I am not to be deterred by any amount of bribery and corruption, from bringing you under the yoke of a "rare and radiant,"—whenever I discover one competent to undertake the ticklish business of governing you. I hope she will be "radiant,"—uncommonly "rare" she certainly will be!

Two years later this loan was paid off, with the following letter:—]

4 Marlborough Place, January 11, 1875.

My dear old Shylock,

My argosies have come in, and here is all that was written in the bond! If you want the pound of flesh too, you know it is at your service, and my Portia won't raise that pettifogging objection to shedding a little blood into the bargain, which that other one did.

Ever yours faithfully,

T.H. Huxley.

[On October 24 Miss Jex Blake wrote to him to ask his help for herself and the other women medical students at Edinburgh. For two years they had only been able to get anatomical teaching in a mixed class; but wishing to have a separate class, at least for the present, they had tried to arrange for one that session.
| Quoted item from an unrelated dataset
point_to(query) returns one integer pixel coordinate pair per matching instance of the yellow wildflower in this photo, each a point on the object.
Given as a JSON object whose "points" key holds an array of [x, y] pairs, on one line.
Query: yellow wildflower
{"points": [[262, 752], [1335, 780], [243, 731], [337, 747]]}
The late demonstrator at the Surgeons' Hall, who had given them most of their teaching before, had undertaken to teach this separate class, but was refused recognition by the University Court, on the ground that they had no evidence of his qualifications, while refusing to let him prove his qualification by examination. This the women students understood to be an indirect means of suppressing their aspirations; they therefore begged Huxley to examine their instructor with a view to giving him a certificate which should carry weight with the University Court.

He replied:—]

To Miss Jex Blake.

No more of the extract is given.